Devant la presse, la porte-parole Karoline Leavitt a reconnu que Washington avait été informé de l’opération seulement quelques heures avant son déclenchement. Si elle a souligné que « bombarder le Qatar, allié proche et nation souveraine, ne sert ni les intérêts américains ni israéliens », elle a également insisté sur la légitimité de l’objectif d’« éliminer le Hamas ». Cette ambiguïté reflète la difficulté pour les États-Unis de soutenir leur allié israélien tout en préservant leur relation avec le Qatar, partenaire essentiel dans les négociations d’otages et hôte de la plus grande base militaire américaine de la région, Al-Udeid.
Donald Trump, fidèle à son style, a tenté de se défausser en rappelant que la frappe relevait uniquement de la décision de Nétanyahou. Pourtant, deux jours avant l’attaque, le président américain avait menacé le Hamas de « conséquences » s’il refusait une proposition de cessez-le-feu portée par son émissaire Steve Witkoff. Cette séquence alimente les spéculations : Israël a-t-il perçu les déclarations de Trump comme un feu vert implicite ?
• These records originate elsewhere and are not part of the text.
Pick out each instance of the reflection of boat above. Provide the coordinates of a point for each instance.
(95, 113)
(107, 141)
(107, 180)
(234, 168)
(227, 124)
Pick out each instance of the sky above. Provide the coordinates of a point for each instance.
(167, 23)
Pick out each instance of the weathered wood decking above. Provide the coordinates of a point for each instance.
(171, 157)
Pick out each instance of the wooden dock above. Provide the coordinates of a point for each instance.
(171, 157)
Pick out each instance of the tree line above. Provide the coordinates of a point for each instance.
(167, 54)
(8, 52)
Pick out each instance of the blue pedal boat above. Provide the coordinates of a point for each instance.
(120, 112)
Selon Daniel Shapiro, ancien ambassadeur des États-Unis en Israël, la manœuvre rappelle l’assassinat du chef du Hezbollah, Hassan Nasrallah, en septembre 2024. Mais le contexte diffère radicalement : « Le Qatar n’est pas le Liban, c’est un allié américain abritant une base stratégique et chargé des négociations sur les otages. » L’expert estime probable que Doha exige désormais des garanties de Washington pour éviter une nouvelle opération similaire.
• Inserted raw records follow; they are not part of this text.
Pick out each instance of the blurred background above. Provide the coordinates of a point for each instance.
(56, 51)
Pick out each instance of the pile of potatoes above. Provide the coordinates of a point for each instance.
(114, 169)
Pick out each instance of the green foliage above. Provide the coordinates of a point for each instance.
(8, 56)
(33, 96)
La frappe soulève également des interrogations sur la capacité des États-Unis à contenir Israël et à protéger leurs partenaires du Golfe. Dans une analyse du Center for Strategic and International Studies, Mona Yacoubian et Will Todman estiment que cette attaque « pourrait éroder la confiance des pays de la région dans la volonté américaine d’assurer leur sécurité » et compromettre les efforts de normalisation entre Israël et d’autres États arabes.
Le Qatar se retrouve dans une posture délicate. Longtemps médiateur incontournable dans les discussions israélo-palestiniennes, l’émirat a vu sa neutralité remise en cause par cette attaque sur son sol. Washington, soucieux de préserver une relation stratégique essentielle, a rapidement promis de renforcer sa coopération militaire avec Doha. Trump a d’ailleurs assuré l’émir Tamim Ben Hamad Al Thani que « cela ne se reproduirait pas », tout en chargeant son secrétaire d’État, Marco Rubio, de finaliser un nouvel accord de défense.
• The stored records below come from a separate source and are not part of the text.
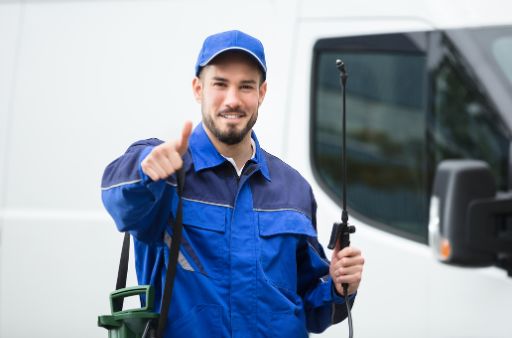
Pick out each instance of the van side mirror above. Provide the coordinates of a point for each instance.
(468, 223)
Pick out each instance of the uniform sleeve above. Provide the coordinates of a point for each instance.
(324, 307)
(132, 199)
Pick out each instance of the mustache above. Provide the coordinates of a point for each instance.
(232, 110)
Mais l’épisode révèle aussi les liens troubles entre la présidence Trump et l’émirat gazier. En mai dernier, une visite du président américain au Qatar avait déjà suscité polémique, autour d’un avion présidentiel offert par Doha pour sa future bibliothèque. Plus récemment, Eric Trump, fils du président, a participé au lancement d’un projet touristique de 3 milliards de dollars dans l’émirat, brouillant davantage la frontière entre diplomatie d’État et intérêts privés.
Ainsi, entre fidélité à Israël, nécessité de préserver l’alliance avec le Qatar et impératifs politiques internes, Washington s’efforce de maintenir un équilibre de plus en plus fragile. Une équation d’autant plus complexe que les réactions dans le monde arabe témoignent d’une indignation croissante face à l’impunité israélienne et au double langage américain.